林詩唯輕聲開口:“那位因付師兄而死的戰友,是個女孩麼?”
杜愚有些迷茫,女孩這話是從何而來?
更讓杜愚驚訝的是,楊青青竟然點頭了。
林詩唯追問道:“是付師兄的愛人?”
這一次,楊青青的回應不置可否:“也許吧。”
楊青青心中歎了口氣,繼續道:“自那次任務之後,劍州就退伍了,開始了放浪不羈的隨性生活,渾渾噩噩度日數載。”
她一直記得,兩人在妖植賣場內相遇的那次。
那時的付劍州,正從一堆殘花敗葉裡爬出來,險些被叉車丟進垃圾車裡送走。
他從楊青青身旁走過的時候,她還聞到了他宿醉過後的濃鬱酒氣。
那酒氣裡混著妖植的芬芳,氣息很是獨特。
楊青青腦中回憶著,口中說道:“再拜入我門下之時,劍州已經荒廢修行很多年了。”
杜愚心中恍然,所以付師兄才想要和過去的自己道彆。
所以,他才接受了“劍州”這個新名字。
倒是有一點,杜愚想不太明白。
他看向一旁的林詩唯,小聲詢問道:“你是怎麼判斷出付師兄死去戰友的性彆的?”
林詩唯:“你不是分析過麼,西夏笛在傾訴一段淒美的愛情故事。
剛才你們三人進入夢鄉之後,隻有付師兄的反應,最契合西夏笛音傳遞的情緒。
所以我想,也許付師兄失去的不僅是他的戰友,也是他的愛人。”
原來如此。
杜愚暗暗點頭,一切如詩唯所說,唯有付劍州夢境,最契合西夏笛傳遞的情緒。
奈何,以付劍州此時的狀態,必然是沉溺於自己的故事裡,哪裡還有半點心思與西夏笛交流?

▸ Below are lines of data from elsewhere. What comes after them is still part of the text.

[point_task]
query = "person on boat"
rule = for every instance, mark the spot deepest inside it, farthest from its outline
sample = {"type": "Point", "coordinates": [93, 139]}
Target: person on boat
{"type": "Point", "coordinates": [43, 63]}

既然如此,我那麼幸福的夢境,怎麼會引來西夏笛的青睞呢?
難道我剛才幻聽了?
難道是...三妹喚醒我的時候,是我本人聽到了現實世界的笛音,而不是在夢境裡聽到的?
一時間,杜愚的腦袋有些亂。
“劍州的夢境應該和那次事故有關。”楊青青看向杜愚,“你的夢境是什麼?”
“啊。”杜愚回過神來,“我在妖靈異境中和妖寵們一同玩耍來著。”
“美夢。”
杜愚點了點頭:“是的,我在天上的雲朵裡找到了小白。
我們在衝向雙生樹的時候,周圍又來了小顏、幽螢和小太歲。
雙生樹沒有驅趕我們,而是用枝葉化作床鋪,接住了我們......”
杜愚的夢境,與付劍州的夢境完全是兩個極端!
聽著杜愚的表述,一副無憂無慮、溫馨美好的畫麵呈現在眾人腦海中。
“對了,青師。”杜愚話鋒一轉,“後來我按照咱們的計劃,開始哼唱笛曲,試圖引器靈出來,和它建立交流。”
楊青青:“結果如何。”
杜愚不太確定的說道:“西夏笛好像給了我一絲反饋。”
“嗯?”楊青青眼前一亮。
她在自己的夢境裡同樣哼吟笛曲,循環往複了一遍又一遍,但始終沒能得到任何回應。
杜愚說道:“我不知道在夢裡哼了多久,反正在最後一次,我好像聽到了笛音。”
楊青青輕輕頷首,示意杜愚繼續。
杜愚則是麵色無奈:“然後我就到時間了。”
聞言,林詩唯和李夢楠麵麵相覷,心中有點後悔。
如果能再晚些喚醒杜愚的話,說不定就是另外一個結果了!
楊青青很是細心,察覺到了兩位女弟子的情緒,便說道:“這是我定的時間,你們二人隻是執行任務。”
二女紛紛低頭,表情恭順。
楊青青看向杜愚:“你能引來它第一次,就能引來第二次。”
自家仙師的眼中滿是鼓勵,杜愚自然重重點頭:“我試試!”
楊青青探下手掌,再次推了推付劍州。
發現依舊喚不醒弟子過後,她命令道:“你們二人,帶劍州離開這裡,讓士兵帶你們去指定地點休養,遠離笛音影響範圍。”
“是。”
“是!”二人當即點頭。
林詩唯更是雷厲風行,扶著付劍州的肩膀,將他攙扶坐起。
看著兩位師妹帶付劍州離去,身影消失在病房門口,杜愚這才收斂情緒。
他轉頭看向女人:“青師,您還沒說,您的夢境是什麼。”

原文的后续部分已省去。